The next time you hear of a “consensus” as a defense of a point of view held among professors and scientists, it would suit you well to start asking questions.  I find it suspicious that an appeal to consensus be made to convince someone of your view.  Truth is not determined by taking a vote.  Rather it is by an open evaluation of all the evidence in an effort to reach the conclusion which best fits the evidence, not which best fits your philosophy.  A practice which Rorty and Lewontin admit academia does not partake.  The scientific and academic communities have been indoctrinating youth for a certain worldview, forcing conclusions based not on evidence, but ideology.


  1. I agree with John Barron Jr. Science and religion should have more discussion between each other. It is elitistic to claim science does not have to discus things in religious terms, because so many people understand reality around them through religious concepts. Science should be not only for its own sake but also for the people. There are of course, not only scientists who would not have this discussion, but religious people also. Most religions are built on mystical consepts and often science has a way of rupturing that mysticism. This also means that religious feelings are often hurt when the mystical part of religion is examined through scientific methods. Science is not only about the physical world, there are sciences that examine human behaviour like religion studies, where the religious part of human behaviour is examined and a neutral wiev of different religions is formed. It is reassuaring that major consepts of those studies are formed around the knowledge of the researchers point of wiev, wether he/she is studying the phenomenon from “inside” or from “outside”.

    Science and religion have a common history in many ways. Many of the consepts that the greek philosphers left to us, were in fact result of the work and findings of the priests or mages of the great cultures of the Mesopotamia and Egypt. In western world the universities have grown within church, and scientific research was originally only part of the studies of future clergy and their teachers. Theology is seen as a science of sorts just because of this historical connection, even though it has a completely different starting point to all other sciences. When other sciences research that wich is not known, theology researches that wich is known and the results should only point all that to be true what was held true before the theological research even begun.

    It was long before the theorization of evolution that the religion and science had their first clashes. The reasons are obvious.
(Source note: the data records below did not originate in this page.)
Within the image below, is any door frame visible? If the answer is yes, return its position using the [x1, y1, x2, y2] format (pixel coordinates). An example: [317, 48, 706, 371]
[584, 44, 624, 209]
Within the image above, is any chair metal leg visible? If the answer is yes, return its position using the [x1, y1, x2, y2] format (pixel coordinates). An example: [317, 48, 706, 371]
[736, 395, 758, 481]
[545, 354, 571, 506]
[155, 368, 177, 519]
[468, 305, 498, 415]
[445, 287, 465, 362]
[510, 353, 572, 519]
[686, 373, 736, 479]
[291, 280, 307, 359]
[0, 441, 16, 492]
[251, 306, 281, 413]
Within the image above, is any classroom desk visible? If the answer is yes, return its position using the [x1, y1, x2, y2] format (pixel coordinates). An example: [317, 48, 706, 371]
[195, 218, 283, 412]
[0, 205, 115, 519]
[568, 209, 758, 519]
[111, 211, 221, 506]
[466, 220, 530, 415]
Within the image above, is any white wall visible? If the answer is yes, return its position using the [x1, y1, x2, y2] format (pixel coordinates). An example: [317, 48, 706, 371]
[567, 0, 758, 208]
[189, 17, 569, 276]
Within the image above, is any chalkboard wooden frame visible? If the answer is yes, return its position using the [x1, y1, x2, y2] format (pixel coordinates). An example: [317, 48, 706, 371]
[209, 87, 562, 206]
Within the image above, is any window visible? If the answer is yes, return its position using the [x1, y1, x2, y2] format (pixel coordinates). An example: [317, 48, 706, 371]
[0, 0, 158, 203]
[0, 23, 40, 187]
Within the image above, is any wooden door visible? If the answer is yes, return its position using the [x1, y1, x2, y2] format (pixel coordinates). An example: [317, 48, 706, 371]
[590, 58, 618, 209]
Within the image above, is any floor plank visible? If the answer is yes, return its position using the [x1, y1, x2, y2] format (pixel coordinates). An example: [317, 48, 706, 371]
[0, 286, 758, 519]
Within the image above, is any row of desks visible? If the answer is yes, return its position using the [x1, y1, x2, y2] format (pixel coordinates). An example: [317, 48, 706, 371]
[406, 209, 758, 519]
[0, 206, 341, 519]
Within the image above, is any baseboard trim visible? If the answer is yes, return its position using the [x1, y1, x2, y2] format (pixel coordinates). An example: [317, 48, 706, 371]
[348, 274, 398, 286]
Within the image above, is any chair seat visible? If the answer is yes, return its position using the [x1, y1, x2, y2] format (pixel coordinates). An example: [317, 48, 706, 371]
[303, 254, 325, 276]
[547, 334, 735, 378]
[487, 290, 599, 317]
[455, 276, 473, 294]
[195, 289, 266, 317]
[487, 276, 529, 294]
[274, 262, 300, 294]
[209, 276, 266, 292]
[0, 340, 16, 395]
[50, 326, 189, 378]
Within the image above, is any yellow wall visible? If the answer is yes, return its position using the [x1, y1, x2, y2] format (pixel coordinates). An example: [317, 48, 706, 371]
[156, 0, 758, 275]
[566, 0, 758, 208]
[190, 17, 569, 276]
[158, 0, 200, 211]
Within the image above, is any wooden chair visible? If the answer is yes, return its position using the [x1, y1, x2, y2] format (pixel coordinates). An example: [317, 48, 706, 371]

Religions start from the point where they give an infallible explanation, while it is inherent to science that even the best proven ideas in science are called theories. Religions are systems designed to explain everything and science is not. So when science finds out something new, which may be a complete surprice to the scientist himself, the authority of religious leadership may be in jeopardy, if that new discovery is in contradiction to the previous “infallible” religious explanation of the world. This was so with Columbus whose re-discovery of the shape of the world did not please the clergy of his time. This was also the case with Darwin, who had no agenda to attack religion, but whose discoveries are still seen threatening the religious world wiev. Yet, most people who belong as members to some religious groups in the world do not find neither Darwin or Columbus as threatening in any way. Sometimes scientific explanations are hard to grasp without the necessary education, but scientists should make the effort, because religious leadership has usually a wery strong propaganda machinery at their disposal.